Except that Kristen said she hid the book inside the dust-jacket of another book. So there wouldn't be a pentagram to attract anyone's attention.

"Hey, where you hanging out now?" Jacob mutters as Tyler and Emily take their trays over to the busing station. "My room? I think Rob went into town to see a movie, and I got our stash back from Addison."

You feel your eyebrows go up. Jacob keeps some really nice Scotch on hand. Real stuff, old stuff, expensive stuff; stuff he is frantic to keep out of sight of his prefects, who like to launch surprise room sweeps, and who made a big one just today. You salivate at the thought of a glass of something jeweled and smoky and warm.
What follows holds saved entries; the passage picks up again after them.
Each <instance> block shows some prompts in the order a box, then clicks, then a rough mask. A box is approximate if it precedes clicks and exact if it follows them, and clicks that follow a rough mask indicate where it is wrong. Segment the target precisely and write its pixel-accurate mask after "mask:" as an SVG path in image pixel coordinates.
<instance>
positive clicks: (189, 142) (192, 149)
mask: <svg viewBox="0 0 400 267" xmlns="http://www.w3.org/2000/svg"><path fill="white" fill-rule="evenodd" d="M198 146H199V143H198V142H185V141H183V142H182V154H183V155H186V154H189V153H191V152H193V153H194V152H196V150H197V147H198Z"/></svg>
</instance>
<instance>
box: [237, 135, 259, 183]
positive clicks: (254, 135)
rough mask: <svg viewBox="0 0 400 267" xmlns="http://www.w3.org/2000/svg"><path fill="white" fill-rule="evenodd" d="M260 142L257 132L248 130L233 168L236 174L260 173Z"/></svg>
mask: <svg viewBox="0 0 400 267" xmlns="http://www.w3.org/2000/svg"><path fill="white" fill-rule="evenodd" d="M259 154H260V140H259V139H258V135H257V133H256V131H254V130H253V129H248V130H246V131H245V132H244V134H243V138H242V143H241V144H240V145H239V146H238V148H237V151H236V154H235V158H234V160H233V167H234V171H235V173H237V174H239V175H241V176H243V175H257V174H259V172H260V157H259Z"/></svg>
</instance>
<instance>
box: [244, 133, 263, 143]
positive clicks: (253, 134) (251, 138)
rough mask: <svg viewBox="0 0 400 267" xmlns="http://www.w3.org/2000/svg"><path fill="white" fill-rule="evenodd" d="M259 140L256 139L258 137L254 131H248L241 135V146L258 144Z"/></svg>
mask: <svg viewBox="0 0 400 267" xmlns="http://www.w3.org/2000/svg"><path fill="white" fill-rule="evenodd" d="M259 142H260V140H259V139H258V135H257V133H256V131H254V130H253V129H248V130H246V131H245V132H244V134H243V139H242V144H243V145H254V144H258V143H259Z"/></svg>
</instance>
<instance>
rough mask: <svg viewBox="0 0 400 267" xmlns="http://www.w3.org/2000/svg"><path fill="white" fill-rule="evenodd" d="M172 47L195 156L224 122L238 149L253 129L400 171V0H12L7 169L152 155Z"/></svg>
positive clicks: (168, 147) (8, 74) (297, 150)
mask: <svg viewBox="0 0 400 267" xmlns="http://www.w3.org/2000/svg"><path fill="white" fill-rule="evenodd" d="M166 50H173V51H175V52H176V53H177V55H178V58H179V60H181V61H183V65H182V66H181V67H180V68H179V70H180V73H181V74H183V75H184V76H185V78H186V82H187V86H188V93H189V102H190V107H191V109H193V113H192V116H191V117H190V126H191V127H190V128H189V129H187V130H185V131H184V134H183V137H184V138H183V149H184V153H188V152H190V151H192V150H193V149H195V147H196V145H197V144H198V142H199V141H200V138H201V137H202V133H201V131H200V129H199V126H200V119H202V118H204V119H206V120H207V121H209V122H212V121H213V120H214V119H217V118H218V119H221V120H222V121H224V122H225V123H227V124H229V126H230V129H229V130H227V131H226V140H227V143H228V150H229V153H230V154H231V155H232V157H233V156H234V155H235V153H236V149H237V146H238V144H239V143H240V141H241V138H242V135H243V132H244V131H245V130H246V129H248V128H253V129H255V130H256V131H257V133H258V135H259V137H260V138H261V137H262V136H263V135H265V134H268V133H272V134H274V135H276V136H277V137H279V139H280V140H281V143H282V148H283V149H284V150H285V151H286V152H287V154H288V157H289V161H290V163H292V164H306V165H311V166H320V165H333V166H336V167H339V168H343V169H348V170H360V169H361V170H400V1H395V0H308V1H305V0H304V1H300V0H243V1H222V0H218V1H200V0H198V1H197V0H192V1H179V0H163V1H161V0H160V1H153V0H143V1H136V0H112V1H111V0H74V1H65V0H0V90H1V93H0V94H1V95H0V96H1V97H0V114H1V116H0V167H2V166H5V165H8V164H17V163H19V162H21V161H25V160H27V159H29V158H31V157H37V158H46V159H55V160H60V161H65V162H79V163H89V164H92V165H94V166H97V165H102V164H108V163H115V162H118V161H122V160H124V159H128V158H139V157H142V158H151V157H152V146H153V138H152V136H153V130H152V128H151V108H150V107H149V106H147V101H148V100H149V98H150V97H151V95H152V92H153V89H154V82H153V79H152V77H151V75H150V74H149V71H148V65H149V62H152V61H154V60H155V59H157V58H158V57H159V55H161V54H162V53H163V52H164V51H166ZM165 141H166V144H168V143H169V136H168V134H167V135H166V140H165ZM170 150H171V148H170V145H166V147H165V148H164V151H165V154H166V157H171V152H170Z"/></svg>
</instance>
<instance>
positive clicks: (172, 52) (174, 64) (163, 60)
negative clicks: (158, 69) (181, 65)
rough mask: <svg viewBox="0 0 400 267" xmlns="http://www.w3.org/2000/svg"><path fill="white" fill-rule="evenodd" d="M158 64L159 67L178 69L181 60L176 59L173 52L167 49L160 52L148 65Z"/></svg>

"Yeah, sure, if you're pouring," you tell him. A few minutes later you're mounting the broad, carpeted stairs to the second floor, where the sixth-formers have their rooms.

***


But you've just stepped into the main corridor when you turn at a shout from below. Jocelyn Moss comes sprinting up the stairs after you, clutching your bomber jacket, and with a panting grin she thrusts it at you. "Forget something, Mark?" she gasps.

Holy shit, you realize. That jacket's worth more than everything I own back home, but Mark would think nothing of leaving it behind somewhere! "Thanks, JM," you tell her as you take it, using her preferred name.

"Anytime." There's a desperate glint behind her rigid grin. "So what are you up to now?"

You glance back at Jacob. "Just hanging out," you reply. "Killing a Saturday night."

"Well—" JM gulps down a deep draught of air. Can she really be that out of breath? "I was gonna go out for a walk. I love these cold autumn nights, you know? And you got your jacket with you." Her eyebrows lift.

Yeah, so? you want to ask.

Then it hits you. Or rather, you realize that she is hitting on you.

The signs are unmistakable because — God damn it, that's another difference between you — Mark knows how to read a girl. She's running her tongue over her lower lip, and fiddling with a long strand of her red hair while twisting from foot to foot.

Yeah, she's pretty goddamn obvious about it. But you had to swap places with Mark Pederson before you could reliably pick up on her cues.

The trouble is that Mark doesn't even like Jocelyn. She's boring and shallow and not even very pretty. Even now, you feel yourself trying to edge away.

But she's got a crush on the guy you're pretending to be, and when would a chance like this come along again?

Also, she's tight with Mary Occam, one of your suspects.